The operators of the Squid Game cryptocurrency have escaped with an estimated $2.1 million less than a week after its introduction. The revelation was first reported by Gizmodo, who warned of a potential fraud because investors were not permitted to sell the purchased cryptocurrency. The graph below illustrates that the coin peaked at $2,861 before falling to $0 around.
The website used to promote the cryptocurrency (this is an archived version of the SquidGame.cash website) is no longer operational, and the inventor of the Squid Game crypto scheme’s social media accounts have been deactivated.
The instance proved crooks’ creative imaginations as well as investors’ trustworthiness. “Does this mean you can’t make money trading crypto? Obviously there are a lot of people making real dollars in the crypto space selling “mainstream” coins like bitcoin or even smaller coins like Shiba Inu, which has skyrocketed in price recently. But just because people are making money at it today doesn’t mean it’ll be around forever. Cryptocurrency will only survive if people have faith that it’s real money. And that sentiment can change from day to day,” GixModo reported on this.

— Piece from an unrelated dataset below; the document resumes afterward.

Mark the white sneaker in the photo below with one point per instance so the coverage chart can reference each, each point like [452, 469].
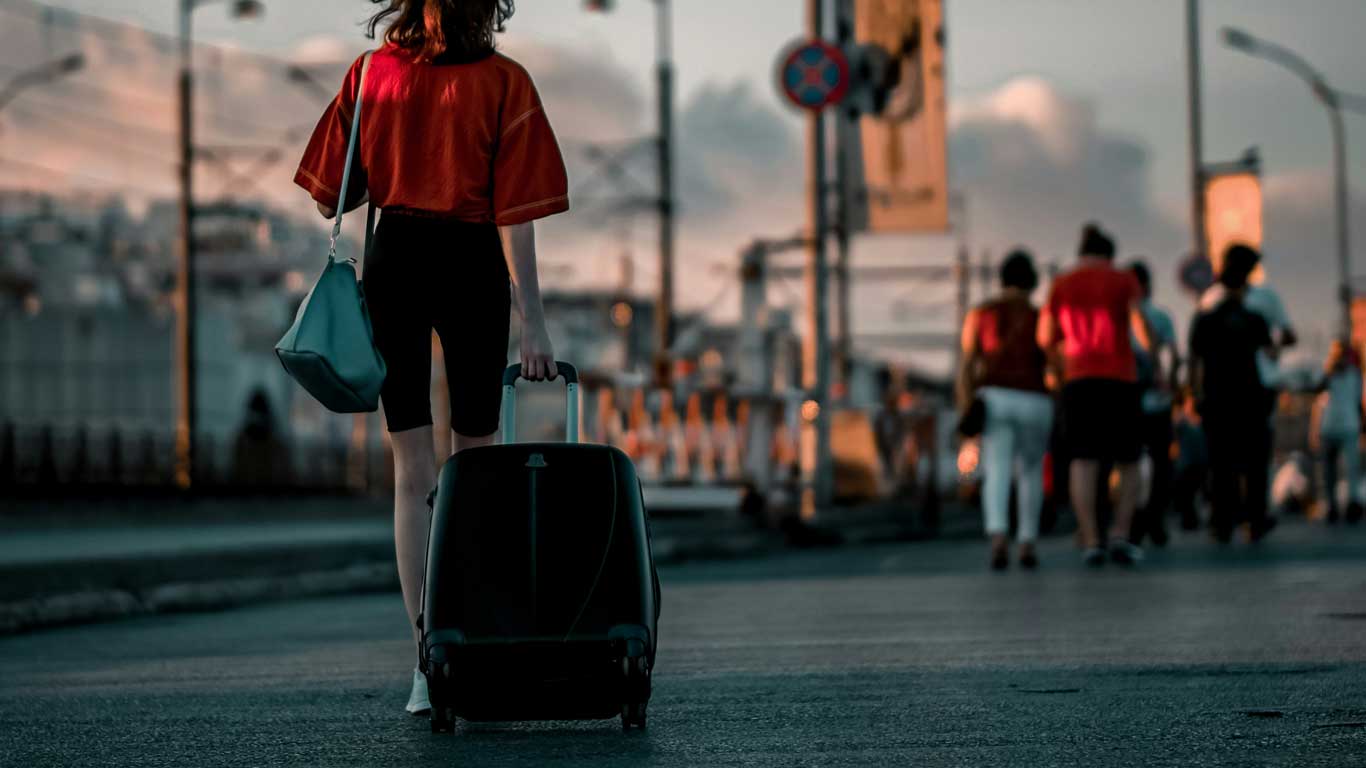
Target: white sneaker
[418, 703]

“The most essential thing to look out for when buying bitcoin isn’t necessarily the price. First, determine if you can sell the coin after purchasing it. If you can’t sell, as SQUID investors realized, it doesn’t matter how high the price gets, just as it doesn’t matter how huge a number someone puts on Monopoly dollars. The value of cryptocurrency is determined by what someone else is willing to pay for it. And if the regulations indicate you can’t even sell, you’ve been taken advantage of.”
Crooks are seeking to capitalize on the popularity of the Squid Game series in a variety of ways; for example, researchers have uncovered a contaminated program masquerading as a Squid Game wallpaper app on the official Google Play.